Stainer-Hämmerle sagte zur Person Strache, es könnte sein, dass die FPÖ versucht, auf Zeit zu spielen. Ein Ausschluss wäre hingegen "ein Zugeständnis, um als Regierungspartner noch irgendwie im Spiel zu bleiben". Dies könnte aber auch die Partei spalten, gab sie zu bedenken. Da die FPÖ den Gang in die Opposition angekündigt hatte, rechnet die Expertin eher nicht mit einem Ausschluss des Ex-Obmannes. Aber auch sie wollte eine FPÖ-Regierungsbeteiligung nicht ganz ausschließen.

Dass bei der SPÖ gleich einen Tag nach der Wahlniederlage Bundesgeschäftsführer Thomas Drozda seinen Rücktritt erklärte, stieß bei Filzmaier auf Verwunderung. Zwar habe auch er damit gerechnet, dass die SPÖ ein "Funktionärs-Opfer" brauche. Er halte es aber für ungeschickt, dass die SPÖ damit die weit größeren Turbulenzen der FPÖ und deren auch weitaus größeren Stimmenverlust medial in den Hintergrund drängt. "Ich kann die interne Stimmungslage (in der SPÖ, Anm.) nicht beurteilen, ob das wirklich sofort notwendig war. Es wäre eventuell besser gewesen, sich ruhig zu verhalten und die FPÖ als größten Verlierer dastehen zu lassen", sagte Filzmaier.

Drozdas Rückzug

Für Stainer-Hämmerle hat die SPÖ mit Drozdas Rückzug sehr viel Druck herausgenommen. Drozda habe Verantwortung übernommen, Parteichefin Pamela Rendi-Wagner sei dadurch "ein bisschen entlastet" worden.

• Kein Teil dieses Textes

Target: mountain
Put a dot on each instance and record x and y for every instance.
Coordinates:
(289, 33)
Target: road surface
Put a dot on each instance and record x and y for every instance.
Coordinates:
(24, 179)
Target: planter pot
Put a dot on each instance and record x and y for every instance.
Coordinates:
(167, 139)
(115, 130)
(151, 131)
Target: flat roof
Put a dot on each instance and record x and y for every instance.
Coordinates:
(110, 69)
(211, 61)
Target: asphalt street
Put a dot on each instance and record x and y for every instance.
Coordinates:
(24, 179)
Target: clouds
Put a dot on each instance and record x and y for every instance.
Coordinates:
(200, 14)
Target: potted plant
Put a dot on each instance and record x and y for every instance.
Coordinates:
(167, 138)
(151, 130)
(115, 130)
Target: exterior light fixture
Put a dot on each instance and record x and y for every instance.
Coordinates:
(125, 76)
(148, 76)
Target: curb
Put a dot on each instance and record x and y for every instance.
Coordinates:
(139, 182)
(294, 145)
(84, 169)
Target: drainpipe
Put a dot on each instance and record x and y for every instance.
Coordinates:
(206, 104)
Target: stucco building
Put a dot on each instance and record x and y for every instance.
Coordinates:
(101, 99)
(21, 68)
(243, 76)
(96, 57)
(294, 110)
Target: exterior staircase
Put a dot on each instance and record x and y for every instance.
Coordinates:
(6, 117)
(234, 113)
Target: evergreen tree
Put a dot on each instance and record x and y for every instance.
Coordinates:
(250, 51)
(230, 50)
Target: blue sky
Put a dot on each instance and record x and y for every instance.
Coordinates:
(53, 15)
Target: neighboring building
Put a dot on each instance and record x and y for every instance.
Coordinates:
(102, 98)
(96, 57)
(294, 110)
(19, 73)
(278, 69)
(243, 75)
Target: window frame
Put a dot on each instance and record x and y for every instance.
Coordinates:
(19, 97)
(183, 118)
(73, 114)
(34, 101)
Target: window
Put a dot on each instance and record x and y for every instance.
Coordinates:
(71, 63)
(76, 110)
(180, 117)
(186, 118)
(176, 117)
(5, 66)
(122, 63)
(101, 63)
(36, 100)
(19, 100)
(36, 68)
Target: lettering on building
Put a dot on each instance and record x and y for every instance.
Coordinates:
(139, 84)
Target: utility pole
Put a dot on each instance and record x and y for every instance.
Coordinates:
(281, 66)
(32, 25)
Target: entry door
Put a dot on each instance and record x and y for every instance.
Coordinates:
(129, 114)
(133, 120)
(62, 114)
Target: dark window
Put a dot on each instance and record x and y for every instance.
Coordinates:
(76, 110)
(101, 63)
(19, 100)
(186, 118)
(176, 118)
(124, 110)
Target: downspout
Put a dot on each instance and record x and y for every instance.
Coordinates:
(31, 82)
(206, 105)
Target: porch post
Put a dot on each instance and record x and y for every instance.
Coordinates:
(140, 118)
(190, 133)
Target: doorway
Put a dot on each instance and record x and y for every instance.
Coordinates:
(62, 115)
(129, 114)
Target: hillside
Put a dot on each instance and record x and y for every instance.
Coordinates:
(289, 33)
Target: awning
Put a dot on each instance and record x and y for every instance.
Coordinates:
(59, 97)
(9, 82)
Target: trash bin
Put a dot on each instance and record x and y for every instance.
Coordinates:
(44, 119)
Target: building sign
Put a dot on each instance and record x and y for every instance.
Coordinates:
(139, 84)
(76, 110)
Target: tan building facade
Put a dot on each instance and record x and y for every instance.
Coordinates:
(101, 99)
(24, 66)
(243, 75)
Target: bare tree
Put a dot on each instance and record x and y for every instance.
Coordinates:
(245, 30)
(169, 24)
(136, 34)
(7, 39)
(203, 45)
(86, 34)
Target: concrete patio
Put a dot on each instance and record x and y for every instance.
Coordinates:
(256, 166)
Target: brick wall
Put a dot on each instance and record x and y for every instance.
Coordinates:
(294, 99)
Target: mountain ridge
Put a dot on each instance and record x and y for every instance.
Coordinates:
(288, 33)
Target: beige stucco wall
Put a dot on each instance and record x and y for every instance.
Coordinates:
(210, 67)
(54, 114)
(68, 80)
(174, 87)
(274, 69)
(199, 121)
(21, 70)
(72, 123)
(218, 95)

An eine mögliche Stützung einer ÖVP-Minderheitsregierung durch die SPÖ glaubt die Politologin nicht: "Was hätten sie damit zu gewinnen?" Sollte die SPÖ die Chance haben, als Juniorpartner mit der ÖVP eine Koalition einzugehen, werde es für sie aber nicht ganz leicht zu sein, Nein zu sagen. Immerhin sei die SPÖ eine Partei, die sich sehr stark über die Sozialpartnerschaft definiert, gab sie zu bedenken. Die im Wahlkampf stark zutage getretenen Differenzen zwischen Kurz und Rendi-Wagner sieht Stainer-Hämmerle nicht als Problem: Beide hätten ja betont, professionell miteinander arbeiten zu können. Problem sei eher die Ablehnung gegen eine solche Koalition in der ÖVP selbst sowie in der Bevölkerung.